The news emerged last week when published out that the Venezuelan government was in talks with Chinese investors interested in purchasing the 45-storey building, which was originally designed for a financial organisation in the 1990s, but left unfinished after the death of the developer.
The evictions have been criticised by Urban-Think Tank, whose research into the repurposed office tower was awarded the Golden Lion at the 2012 Venice Biennale.
"Two months after the government of Nicolas Maduro announced its intention to work with the community of Torre David to improve living conditions, it has begun a process of transformation that begins with eviction," said Urban-Think Tank.
Urban-Think Tank, the authors of book, "Torre David: Informal Vertical Communities," spent a year studying the physical and social organization of this ruin-become home.
"Our concerns do not arise from a desire to see Torre David remain as it is, but because the details that have emerged do not necessarily suggest a positive outcome for those affected."
City officials have now begun moving out some families that have been living in the tower for the last seven years, the news say that most of the tower's occupants are being taken to Cúa, a city over 50 kilometres outside south of Caracas.
"Necessity brought me here, and the tower gave me a good home," Yuraima Parra, 27, told Reuters news agency as she, her baby daughter and all their possessions were loaded into a truck.
"I was here for seven years. I'm going to miss it, but it's time to move on."
Ms Parra is part of an initial 160 families were moved out this week. In total more than 1,150 families will leave the tower.

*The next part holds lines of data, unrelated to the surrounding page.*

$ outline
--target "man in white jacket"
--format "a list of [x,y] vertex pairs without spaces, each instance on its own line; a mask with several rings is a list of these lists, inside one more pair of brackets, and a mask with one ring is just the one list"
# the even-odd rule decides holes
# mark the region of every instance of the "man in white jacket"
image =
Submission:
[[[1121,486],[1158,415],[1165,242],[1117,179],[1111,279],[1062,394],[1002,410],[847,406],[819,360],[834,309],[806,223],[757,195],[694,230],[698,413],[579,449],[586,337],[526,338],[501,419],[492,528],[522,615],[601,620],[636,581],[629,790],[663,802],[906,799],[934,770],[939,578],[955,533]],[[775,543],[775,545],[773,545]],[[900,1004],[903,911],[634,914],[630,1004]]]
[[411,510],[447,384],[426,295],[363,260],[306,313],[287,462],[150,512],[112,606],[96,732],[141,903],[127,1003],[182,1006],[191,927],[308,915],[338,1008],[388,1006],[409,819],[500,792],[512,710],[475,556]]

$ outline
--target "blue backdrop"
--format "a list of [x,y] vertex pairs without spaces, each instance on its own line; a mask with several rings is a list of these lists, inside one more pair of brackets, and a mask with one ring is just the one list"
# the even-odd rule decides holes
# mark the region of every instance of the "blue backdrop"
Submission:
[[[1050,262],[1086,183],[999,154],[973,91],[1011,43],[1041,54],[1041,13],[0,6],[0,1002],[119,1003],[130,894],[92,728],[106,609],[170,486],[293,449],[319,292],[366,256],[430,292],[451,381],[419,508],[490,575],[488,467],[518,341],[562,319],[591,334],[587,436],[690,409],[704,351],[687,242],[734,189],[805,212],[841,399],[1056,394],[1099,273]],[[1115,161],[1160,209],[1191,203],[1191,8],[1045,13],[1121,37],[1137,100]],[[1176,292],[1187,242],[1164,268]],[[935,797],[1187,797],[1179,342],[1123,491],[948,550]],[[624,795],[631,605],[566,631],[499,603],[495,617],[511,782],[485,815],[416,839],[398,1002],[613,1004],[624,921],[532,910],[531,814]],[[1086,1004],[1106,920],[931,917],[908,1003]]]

We can say that Torre David was a vertical favela, the skeleton of a skyscraper that has been squatted by hundreds of poor families of Caracas. This contradiction with the endless horizontal extension that the word "favela" normally evokes, generates a lot of interesting questions to the architects and urbanists that work every day in finding real, practical and effective solutions to the many problems of informal settlements.